Portuguese Presidency turns EU eyes south

DISCLAIMER: All opinions in this column reflect the views of the author(s), not of EURACTIV Media network.

Portugal is aiming to turn Europe’s focus to the south over the course of its EU presidency, claims Robin Pedler of Oxford University – with the creation of a ‘Mediterranean Union’ one possible outcome.

Embracing both the member states on the north shore of the Mediterranean and the North African countries on the south shore, such a Union would see a deepening of integration within the region beyond the scope of the current Neighbourhood Policy, writes Pedler. 

The author – stating that engagement to the south is a priority for the Portuguese presidency – reflects that although it is difficult for a country to refocus the EU in the course of just six months as President, the Mediterranean Union idea should gain favour quickly, with France assuming the presidency in the second half of 2008 following on from Slovenia – another southern state – in between. 

There is already a plan in place for a Mediterranean free-trade area – set to be achieved by 2010, Pedler reminds us.
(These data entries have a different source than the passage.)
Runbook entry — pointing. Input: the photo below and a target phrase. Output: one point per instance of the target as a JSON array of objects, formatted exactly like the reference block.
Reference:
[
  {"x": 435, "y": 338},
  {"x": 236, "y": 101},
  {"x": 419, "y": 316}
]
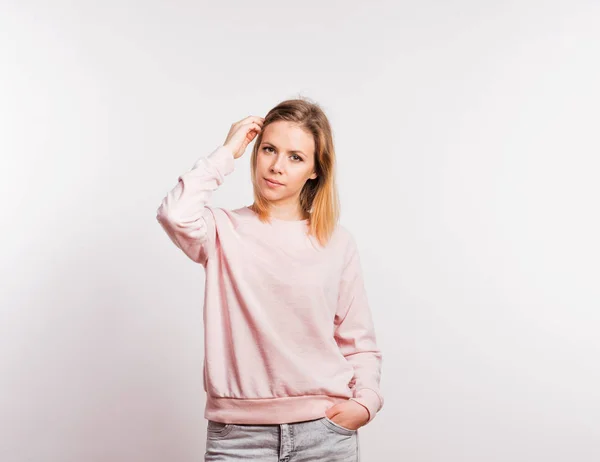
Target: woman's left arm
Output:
[{"x": 355, "y": 334}]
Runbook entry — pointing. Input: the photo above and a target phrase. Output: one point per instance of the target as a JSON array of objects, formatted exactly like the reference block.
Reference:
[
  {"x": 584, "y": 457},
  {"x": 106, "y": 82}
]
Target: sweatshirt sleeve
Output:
[
  {"x": 355, "y": 334},
  {"x": 183, "y": 213}
]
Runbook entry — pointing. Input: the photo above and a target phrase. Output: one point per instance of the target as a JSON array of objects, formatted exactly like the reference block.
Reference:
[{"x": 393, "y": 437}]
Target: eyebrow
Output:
[{"x": 293, "y": 152}]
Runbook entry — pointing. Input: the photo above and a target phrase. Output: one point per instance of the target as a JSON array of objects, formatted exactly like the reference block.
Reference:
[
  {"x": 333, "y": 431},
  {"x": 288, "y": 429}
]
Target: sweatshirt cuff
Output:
[
  {"x": 370, "y": 399},
  {"x": 222, "y": 158}
]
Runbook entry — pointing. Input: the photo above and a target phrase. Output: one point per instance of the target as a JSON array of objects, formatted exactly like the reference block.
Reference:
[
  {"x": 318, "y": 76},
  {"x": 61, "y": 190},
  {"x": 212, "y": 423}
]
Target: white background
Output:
[{"x": 467, "y": 138}]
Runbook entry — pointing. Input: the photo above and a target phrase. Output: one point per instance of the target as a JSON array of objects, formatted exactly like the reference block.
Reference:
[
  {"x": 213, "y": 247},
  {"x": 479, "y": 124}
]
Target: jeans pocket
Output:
[
  {"x": 337, "y": 427},
  {"x": 217, "y": 430}
]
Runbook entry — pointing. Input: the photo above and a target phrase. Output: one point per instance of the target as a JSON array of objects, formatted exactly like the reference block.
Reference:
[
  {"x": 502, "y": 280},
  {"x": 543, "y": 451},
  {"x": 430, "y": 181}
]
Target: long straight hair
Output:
[{"x": 319, "y": 197}]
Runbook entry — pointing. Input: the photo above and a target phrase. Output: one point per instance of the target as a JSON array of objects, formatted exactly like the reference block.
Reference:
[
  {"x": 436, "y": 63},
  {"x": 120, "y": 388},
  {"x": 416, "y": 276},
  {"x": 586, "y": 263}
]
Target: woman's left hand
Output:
[{"x": 348, "y": 414}]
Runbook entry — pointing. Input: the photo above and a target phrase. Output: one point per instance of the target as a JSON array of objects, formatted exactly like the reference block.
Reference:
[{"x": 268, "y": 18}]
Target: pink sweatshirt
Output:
[{"x": 287, "y": 328}]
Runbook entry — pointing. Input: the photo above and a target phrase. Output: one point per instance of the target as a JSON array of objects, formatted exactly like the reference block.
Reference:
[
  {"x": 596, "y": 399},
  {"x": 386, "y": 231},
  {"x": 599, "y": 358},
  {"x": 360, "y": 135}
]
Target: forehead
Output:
[{"x": 289, "y": 137}]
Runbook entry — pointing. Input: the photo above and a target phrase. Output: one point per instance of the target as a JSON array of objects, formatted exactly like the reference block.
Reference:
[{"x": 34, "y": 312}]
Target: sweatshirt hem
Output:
[{"x": 287, "y": 409}]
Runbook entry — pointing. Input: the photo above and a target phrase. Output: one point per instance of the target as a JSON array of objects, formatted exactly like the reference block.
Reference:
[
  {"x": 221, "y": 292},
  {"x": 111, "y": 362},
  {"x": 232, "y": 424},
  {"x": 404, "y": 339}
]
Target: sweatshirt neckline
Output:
[{"x": 279, "y": 220}]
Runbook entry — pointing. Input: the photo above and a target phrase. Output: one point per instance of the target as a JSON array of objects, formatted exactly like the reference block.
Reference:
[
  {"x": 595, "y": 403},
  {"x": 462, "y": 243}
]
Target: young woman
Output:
[{"x": 291, "y": 365}]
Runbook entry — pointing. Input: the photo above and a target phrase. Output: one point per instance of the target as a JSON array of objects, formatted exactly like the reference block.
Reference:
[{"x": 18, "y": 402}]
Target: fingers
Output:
[{"x": 256, "y": 119}]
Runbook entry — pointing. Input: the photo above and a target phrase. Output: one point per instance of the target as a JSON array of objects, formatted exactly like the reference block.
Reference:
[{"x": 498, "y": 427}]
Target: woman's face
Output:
[{"x": 285, "y": 155}]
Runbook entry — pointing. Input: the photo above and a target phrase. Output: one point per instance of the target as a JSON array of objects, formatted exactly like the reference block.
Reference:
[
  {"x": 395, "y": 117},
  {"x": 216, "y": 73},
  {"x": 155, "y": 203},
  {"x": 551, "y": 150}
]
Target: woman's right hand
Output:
[{"x": 242, "y": 133}]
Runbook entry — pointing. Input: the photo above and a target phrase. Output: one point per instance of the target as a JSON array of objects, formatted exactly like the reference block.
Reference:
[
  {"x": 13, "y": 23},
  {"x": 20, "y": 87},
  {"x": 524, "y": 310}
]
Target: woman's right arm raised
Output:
[{"x": 183, "y": 213}]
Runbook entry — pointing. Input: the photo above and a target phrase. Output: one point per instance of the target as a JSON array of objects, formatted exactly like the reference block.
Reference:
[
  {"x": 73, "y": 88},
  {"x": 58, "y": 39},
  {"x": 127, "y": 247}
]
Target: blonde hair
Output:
[{"x": 319, "y": 197}]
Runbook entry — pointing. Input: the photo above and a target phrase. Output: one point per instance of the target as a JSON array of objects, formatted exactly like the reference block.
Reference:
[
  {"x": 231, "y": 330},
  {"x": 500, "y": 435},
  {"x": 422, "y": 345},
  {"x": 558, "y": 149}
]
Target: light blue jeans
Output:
[{"x": 319, "y": 440}]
Partnership agreements are already in place with all the countries to the south and east of the EU – from Morocco to Syria, with the exception of Libya. 

Presently, neighbourhood policy seeks to reach out to – and encourage good relations with – all immediate members to land or sea, with the exception of Russia, which has its own partnership agreement, Pedler explains. 
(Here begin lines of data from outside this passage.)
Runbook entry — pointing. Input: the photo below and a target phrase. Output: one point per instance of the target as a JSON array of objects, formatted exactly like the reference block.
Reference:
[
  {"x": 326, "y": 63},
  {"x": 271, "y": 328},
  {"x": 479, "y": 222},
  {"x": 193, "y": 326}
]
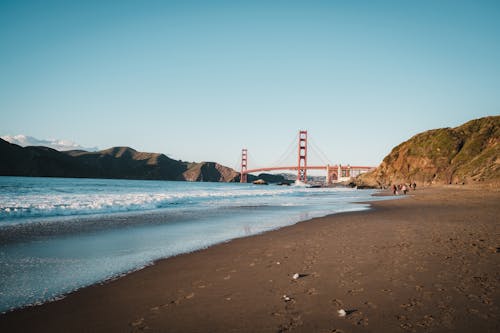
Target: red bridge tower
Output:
[
  {"x": 244, "y": 158},
  {"x": 302, "y": 165}
]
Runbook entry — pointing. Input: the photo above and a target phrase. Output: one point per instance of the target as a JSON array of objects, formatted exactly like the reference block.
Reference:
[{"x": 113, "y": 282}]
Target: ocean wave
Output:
[{"x": 60, "y": 203}]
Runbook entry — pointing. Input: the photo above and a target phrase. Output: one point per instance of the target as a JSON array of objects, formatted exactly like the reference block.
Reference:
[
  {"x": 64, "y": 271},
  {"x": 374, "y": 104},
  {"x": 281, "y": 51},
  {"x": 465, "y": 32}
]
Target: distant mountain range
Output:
[
  {"x": 467, "y": 153},
  {"x": 57, "y": 144},
  {"x": 117, "y": 162}
]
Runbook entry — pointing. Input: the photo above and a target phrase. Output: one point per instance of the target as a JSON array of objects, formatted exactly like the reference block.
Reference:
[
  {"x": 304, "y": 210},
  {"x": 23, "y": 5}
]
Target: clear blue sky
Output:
[{"x": 199, "y": 80}]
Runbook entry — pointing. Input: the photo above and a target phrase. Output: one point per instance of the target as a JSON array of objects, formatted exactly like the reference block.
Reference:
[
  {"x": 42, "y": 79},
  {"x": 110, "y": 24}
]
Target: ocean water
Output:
[{"x": 58, "y": 235}]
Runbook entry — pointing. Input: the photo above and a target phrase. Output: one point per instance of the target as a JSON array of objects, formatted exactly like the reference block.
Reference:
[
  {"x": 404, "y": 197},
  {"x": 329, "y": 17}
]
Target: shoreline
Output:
[{"x": 239, "y": 285}]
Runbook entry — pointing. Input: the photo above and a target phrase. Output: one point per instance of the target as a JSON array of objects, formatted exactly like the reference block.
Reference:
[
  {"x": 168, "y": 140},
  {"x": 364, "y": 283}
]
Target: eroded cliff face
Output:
[
  {"x": 464, "y": 154},
  {"x": 210, "y": 172}
]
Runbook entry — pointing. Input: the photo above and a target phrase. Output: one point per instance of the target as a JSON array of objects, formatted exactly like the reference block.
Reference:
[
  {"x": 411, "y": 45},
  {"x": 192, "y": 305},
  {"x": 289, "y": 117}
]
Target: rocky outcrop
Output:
[
  {"x": 116, "y": 162},
  {"x": 468, "y": 153}
]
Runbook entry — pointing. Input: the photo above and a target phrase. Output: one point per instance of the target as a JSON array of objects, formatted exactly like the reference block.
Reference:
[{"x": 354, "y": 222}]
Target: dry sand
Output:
[{"x": 427, "y": 263}]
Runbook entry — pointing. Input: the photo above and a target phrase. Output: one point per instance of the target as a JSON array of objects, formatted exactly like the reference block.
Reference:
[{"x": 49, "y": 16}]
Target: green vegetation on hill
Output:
[{"x": 467, "y": 153}]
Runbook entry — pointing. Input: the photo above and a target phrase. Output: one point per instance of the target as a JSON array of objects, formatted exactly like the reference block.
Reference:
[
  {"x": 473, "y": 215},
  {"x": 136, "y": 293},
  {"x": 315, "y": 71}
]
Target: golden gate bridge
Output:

He points to the potential for the south-east weight of the Union to develop following Bulgarian and Romanian accession and the opening of accession negotiations with Croatia and Turkey, citing Austria’s accession and its impact on negotiations with the CEECs as an example of this effect. 

After successive enlargements have pulled policy focus in different directions, Pedler observes that the current Neighbourhood Policy is reaching out across all the Union’s frontiers – with the new budget providing funds to back this approach.